Date of Award

Spring 1-1-2012

Document Type

Dissertation

Degree Name

Doctor of Philosophy (PhD)

Department

Psychology & Neuroscience

First Advisor

Irene V. Blair

Second Advisor

Angela Bryan

Third Advisor

Leaf Van Boven

Fourth Advisor

Sona Dimidjian

Fifth Advisor

Stefanie Mollborn

Abstract

Inattentional Blindness (IB) refers to the phenomenon that people often fail to notice unexpected, yet obvious, events when they are focused on another task. The consequences of IB can be deadly when it contributes to attentional error in high-risk situations. In this research, four studies investigated strategies for increasing noticing of unexpected events, specifically through enhancing the chronic and situational accessibility of those events. Studies 1 – 3 explored the degree to which priming unexpected events increased the likelihood that they would be noticed. Study 4 employed different types of warning to situationally increase attention to the unexpected. In addition, all four studies manipulated chronic accessibility of the unexpected event and examined the relationship between increased chronic and situational accessibility.
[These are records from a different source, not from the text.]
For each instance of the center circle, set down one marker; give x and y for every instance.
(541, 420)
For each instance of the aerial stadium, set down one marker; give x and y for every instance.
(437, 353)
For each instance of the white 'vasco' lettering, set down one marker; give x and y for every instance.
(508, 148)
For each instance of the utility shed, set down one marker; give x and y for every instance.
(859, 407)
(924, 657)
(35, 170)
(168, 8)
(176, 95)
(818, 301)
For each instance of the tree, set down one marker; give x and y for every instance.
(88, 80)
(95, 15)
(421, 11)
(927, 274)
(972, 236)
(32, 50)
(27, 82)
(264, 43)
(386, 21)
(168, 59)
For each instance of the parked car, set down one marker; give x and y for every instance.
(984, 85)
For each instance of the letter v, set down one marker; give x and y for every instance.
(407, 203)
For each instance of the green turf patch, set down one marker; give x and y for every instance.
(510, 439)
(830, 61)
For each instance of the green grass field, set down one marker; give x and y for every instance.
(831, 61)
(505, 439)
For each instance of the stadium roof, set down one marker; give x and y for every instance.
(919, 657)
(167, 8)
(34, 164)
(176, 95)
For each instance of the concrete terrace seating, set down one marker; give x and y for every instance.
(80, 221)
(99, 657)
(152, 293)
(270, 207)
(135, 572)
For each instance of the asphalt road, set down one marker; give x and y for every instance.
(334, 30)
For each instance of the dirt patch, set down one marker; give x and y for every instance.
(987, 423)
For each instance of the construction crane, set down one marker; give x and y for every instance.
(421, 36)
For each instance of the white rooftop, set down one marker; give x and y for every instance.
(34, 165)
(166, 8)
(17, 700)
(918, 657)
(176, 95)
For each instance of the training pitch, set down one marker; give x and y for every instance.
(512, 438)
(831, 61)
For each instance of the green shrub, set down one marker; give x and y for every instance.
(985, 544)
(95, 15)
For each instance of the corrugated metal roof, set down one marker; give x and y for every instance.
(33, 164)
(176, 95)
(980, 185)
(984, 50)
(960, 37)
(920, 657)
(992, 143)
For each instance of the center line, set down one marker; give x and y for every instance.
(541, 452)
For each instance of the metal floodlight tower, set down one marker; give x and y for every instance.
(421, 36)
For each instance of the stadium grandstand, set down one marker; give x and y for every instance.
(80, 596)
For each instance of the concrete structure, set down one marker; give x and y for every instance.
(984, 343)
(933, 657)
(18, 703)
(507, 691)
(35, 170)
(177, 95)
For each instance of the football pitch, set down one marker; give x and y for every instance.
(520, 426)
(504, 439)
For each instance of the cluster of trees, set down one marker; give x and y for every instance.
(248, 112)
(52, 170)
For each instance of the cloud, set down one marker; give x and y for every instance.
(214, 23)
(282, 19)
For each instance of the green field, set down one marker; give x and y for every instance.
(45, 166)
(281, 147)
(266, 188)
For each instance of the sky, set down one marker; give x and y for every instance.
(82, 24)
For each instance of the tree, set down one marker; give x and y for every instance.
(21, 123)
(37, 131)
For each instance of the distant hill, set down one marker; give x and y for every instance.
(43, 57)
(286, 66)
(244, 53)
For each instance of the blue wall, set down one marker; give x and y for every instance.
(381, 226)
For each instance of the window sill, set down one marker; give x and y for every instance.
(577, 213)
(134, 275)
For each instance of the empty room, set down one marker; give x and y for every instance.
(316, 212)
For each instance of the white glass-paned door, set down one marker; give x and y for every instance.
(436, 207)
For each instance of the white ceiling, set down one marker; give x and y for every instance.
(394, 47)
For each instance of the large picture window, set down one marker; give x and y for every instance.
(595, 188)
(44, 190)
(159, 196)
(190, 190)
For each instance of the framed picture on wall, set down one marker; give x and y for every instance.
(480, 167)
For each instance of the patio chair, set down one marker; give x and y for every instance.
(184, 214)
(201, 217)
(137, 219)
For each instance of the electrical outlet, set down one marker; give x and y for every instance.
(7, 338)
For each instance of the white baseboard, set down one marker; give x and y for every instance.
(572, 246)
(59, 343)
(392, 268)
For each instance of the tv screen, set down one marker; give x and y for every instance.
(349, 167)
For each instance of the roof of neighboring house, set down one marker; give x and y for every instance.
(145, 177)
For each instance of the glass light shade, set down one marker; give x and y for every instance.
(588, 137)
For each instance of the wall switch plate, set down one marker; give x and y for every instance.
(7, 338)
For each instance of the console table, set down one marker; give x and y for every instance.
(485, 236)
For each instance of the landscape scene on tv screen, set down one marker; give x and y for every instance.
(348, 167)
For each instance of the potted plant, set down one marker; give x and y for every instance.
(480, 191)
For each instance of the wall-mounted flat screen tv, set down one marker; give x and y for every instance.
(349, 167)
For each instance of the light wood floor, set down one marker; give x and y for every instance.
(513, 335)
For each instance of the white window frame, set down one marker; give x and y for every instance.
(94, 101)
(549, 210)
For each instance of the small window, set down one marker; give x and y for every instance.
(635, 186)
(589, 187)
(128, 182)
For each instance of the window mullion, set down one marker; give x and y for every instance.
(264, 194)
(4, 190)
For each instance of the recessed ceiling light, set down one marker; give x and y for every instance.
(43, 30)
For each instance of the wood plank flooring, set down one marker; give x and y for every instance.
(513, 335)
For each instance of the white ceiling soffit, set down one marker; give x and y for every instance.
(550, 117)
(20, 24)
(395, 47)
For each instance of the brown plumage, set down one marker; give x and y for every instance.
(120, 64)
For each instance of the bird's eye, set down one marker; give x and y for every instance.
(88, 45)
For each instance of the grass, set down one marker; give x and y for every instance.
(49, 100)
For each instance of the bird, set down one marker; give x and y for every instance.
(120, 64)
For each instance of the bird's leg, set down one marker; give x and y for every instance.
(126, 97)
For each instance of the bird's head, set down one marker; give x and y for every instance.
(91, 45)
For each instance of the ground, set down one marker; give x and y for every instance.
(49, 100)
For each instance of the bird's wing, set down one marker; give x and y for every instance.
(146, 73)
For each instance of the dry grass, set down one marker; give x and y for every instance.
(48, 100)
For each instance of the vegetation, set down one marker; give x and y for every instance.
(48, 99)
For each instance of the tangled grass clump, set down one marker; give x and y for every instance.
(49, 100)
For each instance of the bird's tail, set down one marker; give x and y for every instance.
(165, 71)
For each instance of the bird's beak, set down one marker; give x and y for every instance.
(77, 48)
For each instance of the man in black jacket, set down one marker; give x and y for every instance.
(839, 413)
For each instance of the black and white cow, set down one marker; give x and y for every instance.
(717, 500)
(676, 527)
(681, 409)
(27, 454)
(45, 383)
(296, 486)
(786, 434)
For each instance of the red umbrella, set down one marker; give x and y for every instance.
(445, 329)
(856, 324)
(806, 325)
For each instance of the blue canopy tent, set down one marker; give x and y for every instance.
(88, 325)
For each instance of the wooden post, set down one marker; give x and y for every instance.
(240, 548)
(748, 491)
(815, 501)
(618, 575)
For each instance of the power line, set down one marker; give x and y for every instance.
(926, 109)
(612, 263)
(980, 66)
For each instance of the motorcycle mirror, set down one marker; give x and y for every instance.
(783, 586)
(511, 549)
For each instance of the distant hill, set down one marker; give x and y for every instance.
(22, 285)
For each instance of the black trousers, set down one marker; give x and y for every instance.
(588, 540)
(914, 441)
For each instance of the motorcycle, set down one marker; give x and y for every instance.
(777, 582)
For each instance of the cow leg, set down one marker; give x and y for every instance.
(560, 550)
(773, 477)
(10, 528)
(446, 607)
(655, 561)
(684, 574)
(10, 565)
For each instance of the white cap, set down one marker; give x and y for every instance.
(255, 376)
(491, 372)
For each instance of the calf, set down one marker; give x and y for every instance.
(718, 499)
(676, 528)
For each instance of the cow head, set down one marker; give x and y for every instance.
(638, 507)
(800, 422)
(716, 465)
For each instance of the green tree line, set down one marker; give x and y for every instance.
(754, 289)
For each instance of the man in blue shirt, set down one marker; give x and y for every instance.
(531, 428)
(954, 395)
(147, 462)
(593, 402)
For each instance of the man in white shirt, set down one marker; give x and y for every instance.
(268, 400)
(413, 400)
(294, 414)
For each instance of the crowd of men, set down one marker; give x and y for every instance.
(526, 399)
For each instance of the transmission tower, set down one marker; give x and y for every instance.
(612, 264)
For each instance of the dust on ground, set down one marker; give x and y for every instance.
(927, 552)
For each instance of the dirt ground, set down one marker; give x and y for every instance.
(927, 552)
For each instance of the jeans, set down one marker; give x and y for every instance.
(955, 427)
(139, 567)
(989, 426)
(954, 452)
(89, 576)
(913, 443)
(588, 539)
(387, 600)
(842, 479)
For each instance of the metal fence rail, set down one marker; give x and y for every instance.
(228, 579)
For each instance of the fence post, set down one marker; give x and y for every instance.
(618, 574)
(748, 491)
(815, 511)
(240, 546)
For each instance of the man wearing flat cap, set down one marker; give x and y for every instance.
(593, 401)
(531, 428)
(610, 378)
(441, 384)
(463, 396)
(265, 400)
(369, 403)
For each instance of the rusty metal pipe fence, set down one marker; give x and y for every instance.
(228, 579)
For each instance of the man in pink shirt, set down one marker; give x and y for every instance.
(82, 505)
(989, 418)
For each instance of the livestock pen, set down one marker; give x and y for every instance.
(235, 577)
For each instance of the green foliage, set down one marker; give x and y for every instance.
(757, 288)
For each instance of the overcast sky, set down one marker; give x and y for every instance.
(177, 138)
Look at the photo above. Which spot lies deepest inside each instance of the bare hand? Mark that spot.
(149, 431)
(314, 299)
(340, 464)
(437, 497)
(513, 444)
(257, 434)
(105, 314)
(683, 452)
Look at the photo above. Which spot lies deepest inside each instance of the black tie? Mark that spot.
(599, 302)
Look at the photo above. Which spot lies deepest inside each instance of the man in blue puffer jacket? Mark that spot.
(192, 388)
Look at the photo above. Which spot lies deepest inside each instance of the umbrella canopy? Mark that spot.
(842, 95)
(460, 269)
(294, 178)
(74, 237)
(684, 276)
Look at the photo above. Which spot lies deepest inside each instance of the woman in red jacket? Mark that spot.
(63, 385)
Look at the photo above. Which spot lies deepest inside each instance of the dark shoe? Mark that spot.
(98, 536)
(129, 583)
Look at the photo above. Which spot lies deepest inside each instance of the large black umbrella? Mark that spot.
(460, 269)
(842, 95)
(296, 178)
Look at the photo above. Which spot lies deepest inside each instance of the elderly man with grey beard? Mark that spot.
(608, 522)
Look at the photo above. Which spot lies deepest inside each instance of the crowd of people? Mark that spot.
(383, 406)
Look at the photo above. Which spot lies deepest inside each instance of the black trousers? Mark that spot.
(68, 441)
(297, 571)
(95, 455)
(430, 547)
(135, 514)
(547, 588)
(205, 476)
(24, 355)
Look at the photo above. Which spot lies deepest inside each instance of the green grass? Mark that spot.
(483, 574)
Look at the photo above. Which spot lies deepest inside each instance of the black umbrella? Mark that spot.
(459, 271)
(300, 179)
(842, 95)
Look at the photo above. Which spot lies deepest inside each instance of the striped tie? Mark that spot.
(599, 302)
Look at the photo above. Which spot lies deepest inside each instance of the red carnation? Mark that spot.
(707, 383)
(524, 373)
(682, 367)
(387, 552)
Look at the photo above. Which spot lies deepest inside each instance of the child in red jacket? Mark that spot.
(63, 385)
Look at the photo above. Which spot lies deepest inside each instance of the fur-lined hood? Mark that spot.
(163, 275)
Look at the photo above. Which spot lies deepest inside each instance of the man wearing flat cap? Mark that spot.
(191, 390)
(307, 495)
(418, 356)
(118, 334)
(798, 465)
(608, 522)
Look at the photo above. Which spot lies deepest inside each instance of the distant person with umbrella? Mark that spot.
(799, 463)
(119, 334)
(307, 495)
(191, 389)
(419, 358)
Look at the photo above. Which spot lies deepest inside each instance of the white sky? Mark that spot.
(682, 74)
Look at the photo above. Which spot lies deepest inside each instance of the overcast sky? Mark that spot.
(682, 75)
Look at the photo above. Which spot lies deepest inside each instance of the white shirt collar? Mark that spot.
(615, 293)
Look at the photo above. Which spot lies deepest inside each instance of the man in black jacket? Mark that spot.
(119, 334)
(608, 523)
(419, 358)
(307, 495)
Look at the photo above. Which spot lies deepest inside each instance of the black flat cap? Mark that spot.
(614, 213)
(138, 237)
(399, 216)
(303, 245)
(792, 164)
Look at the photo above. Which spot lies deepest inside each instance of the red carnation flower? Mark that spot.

The results of the four studies indicate that events that are more chronically accessible are significantly more likely to be noticed than events that are not chronically accessible. Explicitly warning individuals that something unexpected was to appear also increased the likelihood that it would be noticed, whereas more subtle warnings were ineffective. Finally, the priming techniques used in this research generally did not increase noticing of unexpected events. The implication of these findings are discussed in the context of how they might apply to reducing attentional error in health care settings.